Fábregas llevaba una semana en Venecia cuando se tropezó en plena calle con un hombre de negocios catalán, de apellido Marcet, a quien conocía superficialmente y a quien en otras circunstancias se habría limitado a saludar con un gesto. Ahora, sin embargo, su situación, el hecho de hallarse ambos lejos de Barcelona y lo casual del encuentro, hicieron que Fábregas extremara las muestras de cordialidad e incluso que propusiera a Marcet comer juntos, salvo que Marcet ya tuviera otros compromisos. Marcet, que, según dijo sin que viniera a cuento, acababa de llegar de Milán, a donde había ido con la intención de pasar un par de días y donde había sido retenido por complicaciones inesperadas, se mostró reacio a la idea. Aunque pasaba en su medio por ser hombre extrovertido y sandunguero, aquel encuentro lo había dejado cariacontecido: respondía a las preguntas de Fábregas con evasivas y miraba dubitativamente en todas direcciones. No veo razón para que me trate como si yo fuera un apestado, se dijo Fábregas al advertir finalmente la actitud desabrida del otro. Pero en aquel momento preciso, como si el azar hubiera querido aclarar su duda, se abrió una puerta muy pequeña, de madera oscura, en la que Fábregas no había reparado hasta entonces porque la ocultaban las sombras de un soportal, y de ella salió con paso ligero una mujer alta y delgada, cubierta por un chubasquero negro. Al verla, Marcet sonrió forzadamente. Ella se le colgó familiarmente del brazo y él hizo unas presentaciones apresuradas y confusas. Fábregas masculló una excusa y se fue.
De modo que por eso estaba tan huraño conmigo, iba pensando camino del hotel; sin duda una acompañante de alquiler, ¿y a mí qué más me da? ¡Bah!, ¡qué recato innecesario! ¡Como si yo no tuviera otras cosas en qué pensar!, se dijo. Y ciertamente las tenía, porque la vida era tan cara en Venecia que el dinero de que se había provisto al iniciar el viaje empezaba a escasear. Comió solo en el restaurante del hotel y a los postres se hizo traer un teléfono a la mesa, llamó a Riverola y le ordenó que le girase fondos a la mayor brevedad. Al oír su voz, Riverola se puso a gritar como un desaforado.
—¿Qué mosca te ha picado?, ¿por qué no contestaste al télex que te cursé a París?
Ahora llovía torrencialmente.
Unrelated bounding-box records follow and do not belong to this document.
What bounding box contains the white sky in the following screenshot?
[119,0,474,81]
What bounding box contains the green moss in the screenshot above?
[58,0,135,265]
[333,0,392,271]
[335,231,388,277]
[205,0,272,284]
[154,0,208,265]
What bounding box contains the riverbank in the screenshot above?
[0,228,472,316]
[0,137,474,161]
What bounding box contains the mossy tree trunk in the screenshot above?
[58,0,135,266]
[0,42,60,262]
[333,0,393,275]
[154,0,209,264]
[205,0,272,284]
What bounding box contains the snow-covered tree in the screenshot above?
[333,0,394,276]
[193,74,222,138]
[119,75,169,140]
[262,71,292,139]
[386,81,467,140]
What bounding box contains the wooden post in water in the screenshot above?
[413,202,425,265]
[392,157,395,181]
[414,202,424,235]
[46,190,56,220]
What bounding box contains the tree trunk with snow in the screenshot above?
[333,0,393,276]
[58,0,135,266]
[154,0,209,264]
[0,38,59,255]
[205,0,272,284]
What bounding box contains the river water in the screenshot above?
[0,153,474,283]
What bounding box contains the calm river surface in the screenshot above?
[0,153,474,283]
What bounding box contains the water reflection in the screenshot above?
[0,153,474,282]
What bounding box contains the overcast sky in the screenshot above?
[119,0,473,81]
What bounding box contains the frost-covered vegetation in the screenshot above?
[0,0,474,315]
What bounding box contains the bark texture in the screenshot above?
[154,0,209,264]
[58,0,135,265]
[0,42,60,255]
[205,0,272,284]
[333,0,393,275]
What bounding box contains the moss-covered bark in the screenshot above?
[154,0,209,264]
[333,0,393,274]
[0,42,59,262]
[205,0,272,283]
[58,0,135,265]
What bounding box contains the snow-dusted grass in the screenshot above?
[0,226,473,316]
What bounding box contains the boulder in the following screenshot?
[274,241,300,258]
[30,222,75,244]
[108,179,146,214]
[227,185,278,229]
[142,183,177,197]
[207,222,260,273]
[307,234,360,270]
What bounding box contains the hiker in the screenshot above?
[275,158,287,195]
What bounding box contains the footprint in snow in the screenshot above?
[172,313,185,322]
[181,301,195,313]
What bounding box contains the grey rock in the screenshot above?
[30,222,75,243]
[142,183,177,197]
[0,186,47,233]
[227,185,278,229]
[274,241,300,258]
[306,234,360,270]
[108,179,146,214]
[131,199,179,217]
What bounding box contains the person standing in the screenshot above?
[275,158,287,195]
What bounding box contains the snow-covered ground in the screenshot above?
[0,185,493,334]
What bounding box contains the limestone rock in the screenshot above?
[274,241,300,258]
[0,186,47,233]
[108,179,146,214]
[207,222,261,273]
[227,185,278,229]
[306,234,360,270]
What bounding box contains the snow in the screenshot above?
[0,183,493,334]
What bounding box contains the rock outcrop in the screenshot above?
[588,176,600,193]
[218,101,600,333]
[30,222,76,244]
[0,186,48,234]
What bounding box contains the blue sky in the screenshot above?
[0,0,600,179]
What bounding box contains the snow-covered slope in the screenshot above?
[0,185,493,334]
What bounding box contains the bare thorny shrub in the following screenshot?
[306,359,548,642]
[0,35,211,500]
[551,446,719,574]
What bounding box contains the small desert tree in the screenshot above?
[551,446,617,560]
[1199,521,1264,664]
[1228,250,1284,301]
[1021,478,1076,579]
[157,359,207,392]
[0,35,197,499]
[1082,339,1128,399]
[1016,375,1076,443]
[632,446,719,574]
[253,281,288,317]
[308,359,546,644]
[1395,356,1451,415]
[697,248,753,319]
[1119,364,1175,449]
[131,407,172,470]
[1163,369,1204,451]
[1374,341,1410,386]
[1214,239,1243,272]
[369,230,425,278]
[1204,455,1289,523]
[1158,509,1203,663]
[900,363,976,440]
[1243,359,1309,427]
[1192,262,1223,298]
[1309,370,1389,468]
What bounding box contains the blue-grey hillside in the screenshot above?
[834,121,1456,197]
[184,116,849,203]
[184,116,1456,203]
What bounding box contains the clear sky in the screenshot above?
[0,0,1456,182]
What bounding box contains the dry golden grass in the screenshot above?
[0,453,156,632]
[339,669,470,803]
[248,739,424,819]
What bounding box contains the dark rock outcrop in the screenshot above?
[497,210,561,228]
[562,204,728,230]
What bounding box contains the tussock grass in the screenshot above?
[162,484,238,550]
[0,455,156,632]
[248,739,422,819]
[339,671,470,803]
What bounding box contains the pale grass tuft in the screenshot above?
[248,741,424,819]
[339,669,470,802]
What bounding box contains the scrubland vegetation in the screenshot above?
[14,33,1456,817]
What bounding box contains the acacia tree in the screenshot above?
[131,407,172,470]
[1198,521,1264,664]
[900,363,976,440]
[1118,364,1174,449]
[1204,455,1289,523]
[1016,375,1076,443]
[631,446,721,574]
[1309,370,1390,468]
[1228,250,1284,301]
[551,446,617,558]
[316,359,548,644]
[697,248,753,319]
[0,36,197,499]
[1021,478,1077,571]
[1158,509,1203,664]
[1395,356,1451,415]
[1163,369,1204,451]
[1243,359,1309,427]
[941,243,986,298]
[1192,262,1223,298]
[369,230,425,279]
Por la ventana veía una estatua ecuestre sobre un pedestal; la lluvia había oscurecido la estatua; la cabeza, la cola y los flancos del caballo chorreaban agua, Esta lluvia, que habitualmente le habría exasperado, parecía protegerle ahora de las reconvenciones que le llegaban a través de la línea telefónica. Entendía, sin embargo, que su presencia en Barcelona era necesaria, no sólo para llevar a cabo ciertas operaciones que la requerían, sino para disipar los rumores que había despertado su desaparición. Es preciso recobrar la confianza de clientes y acreedores, oyó decir a Riverola. Aquel tono conminatorio surtía en él un efecto contraproducente.
—No regresaré si no me envías el dinero —dijo tras un silencio cargado de reticencia—, porque no puedo saldar la cuenta del hotel con lo que me queda.
Riverola le preguntó en qué hotel se hospedaba, pero Fábregas se negó a revelar este dato.
—Gírame el dinero a la poste restante. Yo iré a retirarlo pasado mañana. Entonces regresaré.
—No lo arrojes todo por la borda —le dijo Riverola con más pesadumbre que severidad en la voz—. Tú puedes hacer lo que te apetezca con tu dinero, pero no olvides que la supervivencia de muchas familias depende de la empresa.
La lluvia siguió cayendo a raudales todo ese día y toda la noche. Fábregas la oía repicar en las persianas y no podía dormir. No sé qué me ocurre, pensaba; antes dormía como un bendito y ahora me desvela cualquier cosa. Mientras se revolvía en la cama no dejaba de reflexionar sobre lo que le había dicho Riverola. No había duda de que Riverola tenía toda la razón, pensaba.